Libby is stuck between libraries and publishers in the e-book war
Readers love the Libby app, but its newfound popularity is costing librarians more than they can afford.
On the surface, there couldn't be a more wholesome story than the meteoric rise of the Libby app. A user-friendly reading app becomes popular during the pandemic, making books cool again for young readers, multiplying e-book circulation and saving public libraries from sudden obsolescence.
But the Libby story is also a parable for how the best-intentioned people can build a beloved technological tool and accidentally create a financial crisis for those who need the tech most. Public librarians depend on Libby, but they also worry that its newfound popularity could seriously strain their budgets.

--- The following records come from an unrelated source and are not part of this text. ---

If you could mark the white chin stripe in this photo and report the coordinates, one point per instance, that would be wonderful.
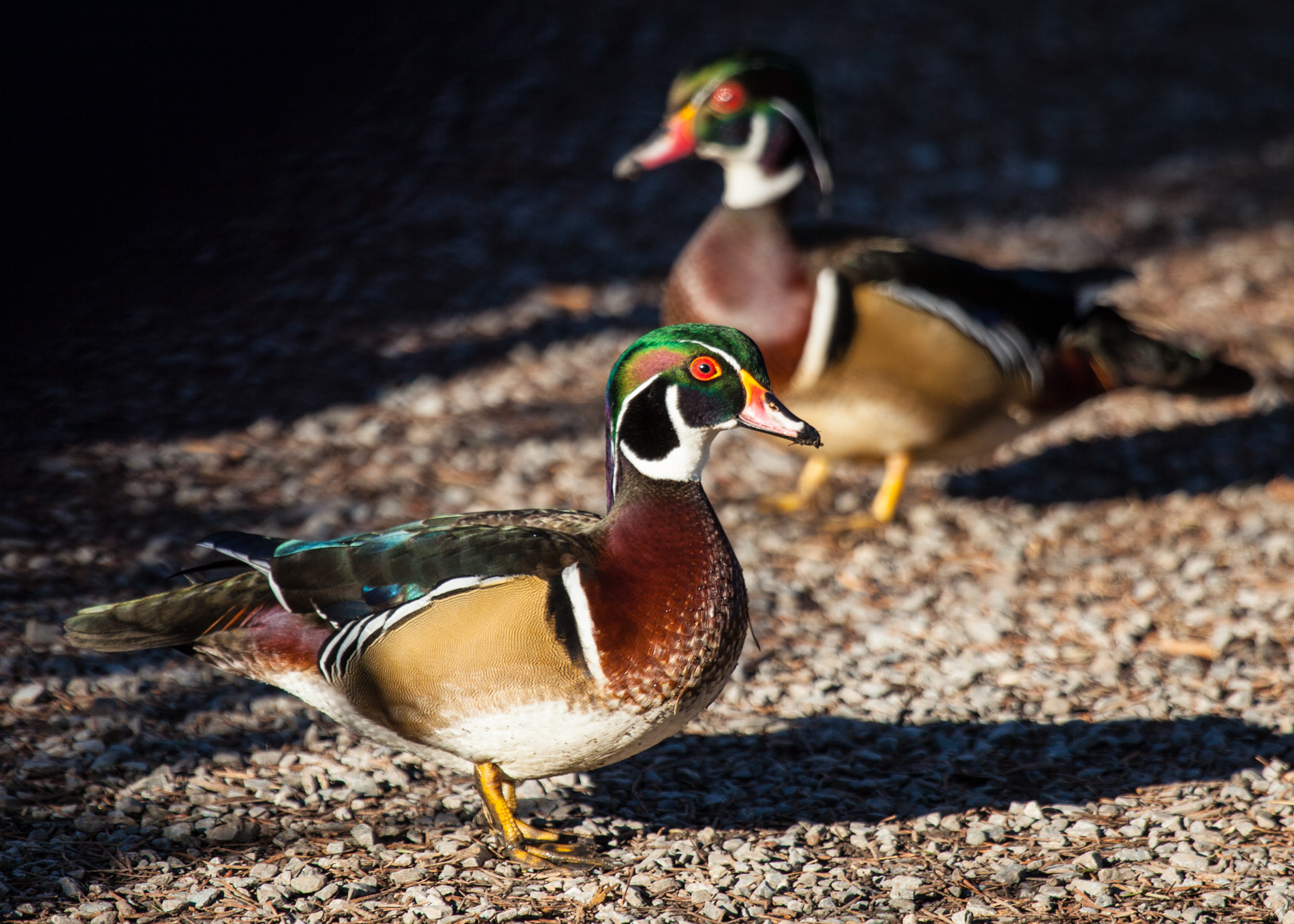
(685, 461)
(746, 185)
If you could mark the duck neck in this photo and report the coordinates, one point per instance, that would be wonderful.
(743, 270)
(668, 599)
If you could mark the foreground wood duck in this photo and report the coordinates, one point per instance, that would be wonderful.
(523, 643)
(898, 353)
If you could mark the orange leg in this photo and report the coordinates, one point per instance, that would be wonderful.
(499, 795)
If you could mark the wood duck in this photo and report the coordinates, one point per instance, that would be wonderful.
(522, 643)
(897, 352)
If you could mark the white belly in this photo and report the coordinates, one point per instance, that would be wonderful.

Before 2017, e-books were still pretty niche, and checking out library e-books was torture. In 2016, just over a quarter of Americans had read an e-book within the previous year, according to a Pew Research Center survey. Not many people even knew their libraries offered digital books. Overdrive — the digital marketplace for publishers and libraries, and the creator of Libby — was (and still is) clunky, slow and unintuitive. Overdrive hit just under 200 million checkouts in 2016; in 2020, that number more than doubled, surpassing 430 million.
Few noticed when the cute, friendly virtual library app launched in 2017. Libraries are never very good at selling themselves, and neither is Overdrive. But the app's seamless, user-friendly experience was so exceptional that it spoke for itself. Libby became a cult favorite for book lovers and dedicated librarygoers, and almost every public library in the country, already dependent on Overdrive for their growing digital collections, loved that they could make reading online a little bit easier. It was the public library's best-kept secret.

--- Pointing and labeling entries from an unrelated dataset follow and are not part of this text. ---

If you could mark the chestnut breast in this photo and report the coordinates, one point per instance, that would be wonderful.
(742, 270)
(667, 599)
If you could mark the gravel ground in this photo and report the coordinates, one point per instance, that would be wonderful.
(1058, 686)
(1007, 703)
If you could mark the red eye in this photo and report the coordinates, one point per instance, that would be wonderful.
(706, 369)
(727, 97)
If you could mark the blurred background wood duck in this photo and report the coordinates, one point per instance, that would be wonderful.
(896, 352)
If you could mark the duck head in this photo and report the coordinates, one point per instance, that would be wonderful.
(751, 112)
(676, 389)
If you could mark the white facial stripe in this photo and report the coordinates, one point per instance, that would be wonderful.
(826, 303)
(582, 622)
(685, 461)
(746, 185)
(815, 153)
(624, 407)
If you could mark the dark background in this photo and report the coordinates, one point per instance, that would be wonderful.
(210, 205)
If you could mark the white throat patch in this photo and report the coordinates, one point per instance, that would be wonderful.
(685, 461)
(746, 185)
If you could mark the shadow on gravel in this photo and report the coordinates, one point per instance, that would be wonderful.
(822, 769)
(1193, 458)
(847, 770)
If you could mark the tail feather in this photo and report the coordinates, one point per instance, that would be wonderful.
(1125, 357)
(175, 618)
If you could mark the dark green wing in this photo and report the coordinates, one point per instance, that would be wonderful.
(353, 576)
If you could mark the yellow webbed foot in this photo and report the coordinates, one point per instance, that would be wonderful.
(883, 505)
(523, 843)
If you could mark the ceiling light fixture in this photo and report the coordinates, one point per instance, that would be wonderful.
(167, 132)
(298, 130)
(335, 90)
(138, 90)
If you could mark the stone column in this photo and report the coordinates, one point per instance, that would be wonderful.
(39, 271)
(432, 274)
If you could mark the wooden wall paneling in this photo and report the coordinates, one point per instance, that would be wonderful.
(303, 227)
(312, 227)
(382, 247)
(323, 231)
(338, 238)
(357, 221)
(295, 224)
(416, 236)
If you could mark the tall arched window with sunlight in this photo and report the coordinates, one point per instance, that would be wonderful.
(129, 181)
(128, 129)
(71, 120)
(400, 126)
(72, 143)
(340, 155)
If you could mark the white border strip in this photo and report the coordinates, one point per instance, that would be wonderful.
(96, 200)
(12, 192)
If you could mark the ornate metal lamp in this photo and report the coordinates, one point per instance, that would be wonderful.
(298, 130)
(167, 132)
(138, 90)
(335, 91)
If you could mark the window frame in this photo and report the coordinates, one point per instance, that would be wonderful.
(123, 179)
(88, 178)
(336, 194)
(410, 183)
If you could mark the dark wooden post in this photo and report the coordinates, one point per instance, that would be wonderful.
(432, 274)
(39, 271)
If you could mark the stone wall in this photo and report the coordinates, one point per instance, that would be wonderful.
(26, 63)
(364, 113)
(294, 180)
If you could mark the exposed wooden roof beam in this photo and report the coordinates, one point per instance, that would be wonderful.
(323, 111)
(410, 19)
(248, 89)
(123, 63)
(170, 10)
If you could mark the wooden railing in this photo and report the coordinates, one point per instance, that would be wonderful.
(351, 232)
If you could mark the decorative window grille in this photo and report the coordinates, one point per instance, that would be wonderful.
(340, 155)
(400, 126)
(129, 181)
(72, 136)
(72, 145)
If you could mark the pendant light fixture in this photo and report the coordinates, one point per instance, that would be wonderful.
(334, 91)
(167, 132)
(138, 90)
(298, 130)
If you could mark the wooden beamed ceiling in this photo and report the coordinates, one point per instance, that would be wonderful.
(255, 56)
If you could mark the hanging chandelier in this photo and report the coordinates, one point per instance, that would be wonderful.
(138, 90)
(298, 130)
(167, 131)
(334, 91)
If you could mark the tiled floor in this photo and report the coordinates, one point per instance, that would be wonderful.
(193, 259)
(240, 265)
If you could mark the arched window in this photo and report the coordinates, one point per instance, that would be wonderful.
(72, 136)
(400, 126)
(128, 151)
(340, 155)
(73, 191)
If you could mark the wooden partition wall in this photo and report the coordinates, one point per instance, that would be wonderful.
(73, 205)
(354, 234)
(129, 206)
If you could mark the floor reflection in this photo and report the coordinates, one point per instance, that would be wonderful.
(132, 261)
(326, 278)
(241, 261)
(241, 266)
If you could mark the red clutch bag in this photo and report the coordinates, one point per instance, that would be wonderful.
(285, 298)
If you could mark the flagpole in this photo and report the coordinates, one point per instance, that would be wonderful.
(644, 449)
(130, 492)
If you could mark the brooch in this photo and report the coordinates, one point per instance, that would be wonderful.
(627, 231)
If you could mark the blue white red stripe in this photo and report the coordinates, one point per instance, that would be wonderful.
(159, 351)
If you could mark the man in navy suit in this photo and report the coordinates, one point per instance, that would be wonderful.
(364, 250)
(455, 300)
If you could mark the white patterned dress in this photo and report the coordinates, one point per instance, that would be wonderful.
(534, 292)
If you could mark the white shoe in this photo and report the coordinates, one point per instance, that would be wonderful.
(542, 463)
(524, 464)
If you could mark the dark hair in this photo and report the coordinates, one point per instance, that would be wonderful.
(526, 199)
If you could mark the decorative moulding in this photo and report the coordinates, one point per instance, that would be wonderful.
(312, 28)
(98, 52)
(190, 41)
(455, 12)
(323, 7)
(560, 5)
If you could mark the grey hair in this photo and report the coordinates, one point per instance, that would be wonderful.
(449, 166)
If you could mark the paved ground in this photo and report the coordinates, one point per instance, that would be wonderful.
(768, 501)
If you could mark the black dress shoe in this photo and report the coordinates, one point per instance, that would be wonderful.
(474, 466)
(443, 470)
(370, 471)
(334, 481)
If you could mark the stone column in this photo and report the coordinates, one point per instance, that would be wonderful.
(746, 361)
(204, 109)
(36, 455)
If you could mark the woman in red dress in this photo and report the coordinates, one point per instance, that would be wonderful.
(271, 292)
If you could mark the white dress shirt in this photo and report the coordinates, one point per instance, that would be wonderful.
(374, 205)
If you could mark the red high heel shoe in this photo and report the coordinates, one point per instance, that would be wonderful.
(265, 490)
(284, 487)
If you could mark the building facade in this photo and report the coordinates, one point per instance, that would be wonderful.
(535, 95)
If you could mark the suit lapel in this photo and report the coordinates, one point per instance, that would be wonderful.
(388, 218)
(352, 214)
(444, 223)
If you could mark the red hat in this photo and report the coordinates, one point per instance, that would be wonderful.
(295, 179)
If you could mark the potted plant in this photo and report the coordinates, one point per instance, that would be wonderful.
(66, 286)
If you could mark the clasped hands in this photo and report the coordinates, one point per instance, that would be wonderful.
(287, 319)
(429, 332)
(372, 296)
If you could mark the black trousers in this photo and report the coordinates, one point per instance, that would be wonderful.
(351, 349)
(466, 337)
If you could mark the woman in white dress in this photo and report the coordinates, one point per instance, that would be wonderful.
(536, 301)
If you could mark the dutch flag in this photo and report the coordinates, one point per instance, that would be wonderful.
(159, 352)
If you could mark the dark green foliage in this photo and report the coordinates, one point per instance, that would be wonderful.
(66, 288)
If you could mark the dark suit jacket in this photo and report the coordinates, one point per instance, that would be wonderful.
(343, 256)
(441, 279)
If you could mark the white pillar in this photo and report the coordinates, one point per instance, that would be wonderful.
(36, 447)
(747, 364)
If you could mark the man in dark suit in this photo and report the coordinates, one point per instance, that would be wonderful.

And then in March 2020, when libraries closed their doors and books sat gathering dust, the Libby app became so much more than a cute reading tool. People turned to digital books and were delighted to discover they were so much simpler than remembered. You could access the web app anywhere on any computer, and everything synced to a phone app as well. You could download library books to Kindle. You never needed a password. You could use more than one library card. Libby downloads increased three times their usual amount beginning in late March. E-book checkout growth and new users on Overdrive both increased more than 50%.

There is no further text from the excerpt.